Create graphics with less power and less memory.
For the past three decades, there have been two main schools of thought dominating the center stage of 3D graphics: rasterization and ray tracing. If you really don’t care about the finer details and you want a five-second explanation of ray tracing, then all you need to know is that ray tracing will turn something like this:
Since the 1990s, we’ve seen an exponential increase in rasterized GPU performance. However, each advance in visual quality has made content generation more complicated and costly. Every effect (shadow, reflection, highlight, or subtle change in illumination) must be anticipated by the designer or game engine, and special-cased. This work often results in massive game title budgets, slower time to market, and ultimately less content on the platform.
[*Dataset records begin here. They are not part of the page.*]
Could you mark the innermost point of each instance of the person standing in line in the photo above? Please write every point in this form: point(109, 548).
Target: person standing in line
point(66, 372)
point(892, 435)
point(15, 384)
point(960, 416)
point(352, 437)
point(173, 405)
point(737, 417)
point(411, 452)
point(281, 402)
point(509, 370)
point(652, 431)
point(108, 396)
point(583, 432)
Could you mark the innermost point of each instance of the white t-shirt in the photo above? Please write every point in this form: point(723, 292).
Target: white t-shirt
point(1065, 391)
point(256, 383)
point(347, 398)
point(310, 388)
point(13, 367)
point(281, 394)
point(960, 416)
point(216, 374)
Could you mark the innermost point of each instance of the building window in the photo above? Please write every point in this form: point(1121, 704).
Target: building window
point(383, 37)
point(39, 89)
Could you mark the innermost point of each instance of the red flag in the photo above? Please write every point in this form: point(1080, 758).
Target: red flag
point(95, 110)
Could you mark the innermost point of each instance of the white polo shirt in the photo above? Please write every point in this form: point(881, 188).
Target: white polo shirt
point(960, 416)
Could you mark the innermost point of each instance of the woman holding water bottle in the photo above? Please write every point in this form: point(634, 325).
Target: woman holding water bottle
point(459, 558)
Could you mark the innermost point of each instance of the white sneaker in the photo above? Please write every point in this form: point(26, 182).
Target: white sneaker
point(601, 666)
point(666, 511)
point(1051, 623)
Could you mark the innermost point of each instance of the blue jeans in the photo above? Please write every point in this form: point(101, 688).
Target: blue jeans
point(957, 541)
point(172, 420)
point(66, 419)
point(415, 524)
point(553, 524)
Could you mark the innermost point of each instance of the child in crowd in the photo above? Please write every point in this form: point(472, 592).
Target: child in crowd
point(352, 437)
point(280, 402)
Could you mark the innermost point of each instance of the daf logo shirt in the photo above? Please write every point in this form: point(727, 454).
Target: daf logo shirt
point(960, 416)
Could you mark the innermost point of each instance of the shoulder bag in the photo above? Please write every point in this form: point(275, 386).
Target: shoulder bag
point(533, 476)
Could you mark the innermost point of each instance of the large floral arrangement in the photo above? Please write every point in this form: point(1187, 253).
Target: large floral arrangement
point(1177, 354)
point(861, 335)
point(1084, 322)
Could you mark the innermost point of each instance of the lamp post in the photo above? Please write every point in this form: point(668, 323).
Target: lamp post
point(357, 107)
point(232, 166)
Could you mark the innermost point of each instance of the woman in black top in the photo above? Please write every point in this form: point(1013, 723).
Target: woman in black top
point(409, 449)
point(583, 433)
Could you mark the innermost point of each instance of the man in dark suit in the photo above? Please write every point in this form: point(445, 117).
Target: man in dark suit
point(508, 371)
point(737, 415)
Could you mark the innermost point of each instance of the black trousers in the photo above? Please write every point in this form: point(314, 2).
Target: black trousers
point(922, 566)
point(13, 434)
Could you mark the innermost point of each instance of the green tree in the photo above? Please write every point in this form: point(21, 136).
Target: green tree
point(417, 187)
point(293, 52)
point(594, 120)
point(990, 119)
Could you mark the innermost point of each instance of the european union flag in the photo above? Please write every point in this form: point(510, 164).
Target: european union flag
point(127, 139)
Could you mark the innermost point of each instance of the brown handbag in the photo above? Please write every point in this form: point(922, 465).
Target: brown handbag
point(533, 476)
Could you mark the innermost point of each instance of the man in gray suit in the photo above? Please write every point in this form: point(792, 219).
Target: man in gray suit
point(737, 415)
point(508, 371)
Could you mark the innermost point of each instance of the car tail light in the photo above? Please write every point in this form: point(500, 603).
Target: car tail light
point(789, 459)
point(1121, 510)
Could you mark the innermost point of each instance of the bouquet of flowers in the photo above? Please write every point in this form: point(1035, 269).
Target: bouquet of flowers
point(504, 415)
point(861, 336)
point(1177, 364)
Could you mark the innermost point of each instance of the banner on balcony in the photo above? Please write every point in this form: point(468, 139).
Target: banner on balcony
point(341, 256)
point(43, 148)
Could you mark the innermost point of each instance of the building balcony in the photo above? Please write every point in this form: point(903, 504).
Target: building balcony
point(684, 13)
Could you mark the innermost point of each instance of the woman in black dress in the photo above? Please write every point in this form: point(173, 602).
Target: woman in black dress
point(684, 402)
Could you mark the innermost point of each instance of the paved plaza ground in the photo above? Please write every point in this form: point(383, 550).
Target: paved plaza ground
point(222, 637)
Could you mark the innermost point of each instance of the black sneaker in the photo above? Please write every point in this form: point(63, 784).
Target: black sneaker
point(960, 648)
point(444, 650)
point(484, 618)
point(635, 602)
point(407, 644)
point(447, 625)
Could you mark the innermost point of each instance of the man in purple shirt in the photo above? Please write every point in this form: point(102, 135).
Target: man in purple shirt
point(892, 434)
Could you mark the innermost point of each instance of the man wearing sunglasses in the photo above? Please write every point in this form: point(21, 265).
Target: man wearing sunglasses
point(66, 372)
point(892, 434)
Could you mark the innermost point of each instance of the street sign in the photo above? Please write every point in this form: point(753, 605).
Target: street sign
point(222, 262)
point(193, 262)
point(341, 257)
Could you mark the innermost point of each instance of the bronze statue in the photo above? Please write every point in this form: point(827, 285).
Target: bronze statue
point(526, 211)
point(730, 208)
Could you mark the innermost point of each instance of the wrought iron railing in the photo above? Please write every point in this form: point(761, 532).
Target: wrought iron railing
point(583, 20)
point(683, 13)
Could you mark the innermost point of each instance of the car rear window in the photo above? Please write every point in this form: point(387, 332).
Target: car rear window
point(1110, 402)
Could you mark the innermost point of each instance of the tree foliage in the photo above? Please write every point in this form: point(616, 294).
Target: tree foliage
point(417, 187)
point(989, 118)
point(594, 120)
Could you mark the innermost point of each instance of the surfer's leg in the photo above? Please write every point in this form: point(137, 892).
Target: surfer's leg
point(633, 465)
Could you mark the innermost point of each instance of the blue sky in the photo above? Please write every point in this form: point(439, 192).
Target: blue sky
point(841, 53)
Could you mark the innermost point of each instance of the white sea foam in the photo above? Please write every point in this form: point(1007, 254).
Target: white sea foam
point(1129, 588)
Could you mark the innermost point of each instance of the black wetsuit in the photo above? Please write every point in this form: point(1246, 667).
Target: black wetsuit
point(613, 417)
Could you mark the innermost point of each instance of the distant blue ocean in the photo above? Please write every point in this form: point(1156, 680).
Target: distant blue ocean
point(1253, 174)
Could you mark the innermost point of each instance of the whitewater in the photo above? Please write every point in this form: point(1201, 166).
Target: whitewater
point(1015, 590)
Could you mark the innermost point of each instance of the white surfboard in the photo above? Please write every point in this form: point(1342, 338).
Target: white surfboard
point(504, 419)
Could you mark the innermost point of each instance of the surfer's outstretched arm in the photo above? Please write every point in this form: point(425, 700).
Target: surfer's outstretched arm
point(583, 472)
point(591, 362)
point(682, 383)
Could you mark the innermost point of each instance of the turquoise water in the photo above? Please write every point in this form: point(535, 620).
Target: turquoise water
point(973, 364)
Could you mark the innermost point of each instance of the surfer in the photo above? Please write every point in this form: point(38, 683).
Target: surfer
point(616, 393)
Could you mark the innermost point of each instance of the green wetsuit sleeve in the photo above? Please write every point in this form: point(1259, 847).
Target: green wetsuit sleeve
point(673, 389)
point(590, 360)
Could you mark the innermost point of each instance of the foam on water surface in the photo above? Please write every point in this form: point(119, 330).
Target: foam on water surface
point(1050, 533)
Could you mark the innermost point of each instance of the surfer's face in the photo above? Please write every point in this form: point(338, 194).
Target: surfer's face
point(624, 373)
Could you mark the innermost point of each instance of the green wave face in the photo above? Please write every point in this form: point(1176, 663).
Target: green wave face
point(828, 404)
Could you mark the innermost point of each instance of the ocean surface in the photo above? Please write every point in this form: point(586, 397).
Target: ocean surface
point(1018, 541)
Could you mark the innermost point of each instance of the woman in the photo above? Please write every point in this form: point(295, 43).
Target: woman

Ray tracing takes a different approach to rasterized rendering by closely modeling the physics of light; it provides the only way to achieve photorealism for interactive content at an affordable price. Even though you might not have heard of ray tracing before, there’s a high probability you’ve already seen what it can do: Ray tracing is the primary technique used for special effects rendering in movies. In addition, the techniques to produce realistic-looking games also use ray tracing offline in a process called pre-baking.
Finally, ray tracing has been used to seamlessly blend captured real life with computer-generated images (e.g.., VR/AR applications) as it’s better at simulating optical effects like reflection and refraction, scattering, and dispersion phenomena compared to traditional rendering methods like scanline.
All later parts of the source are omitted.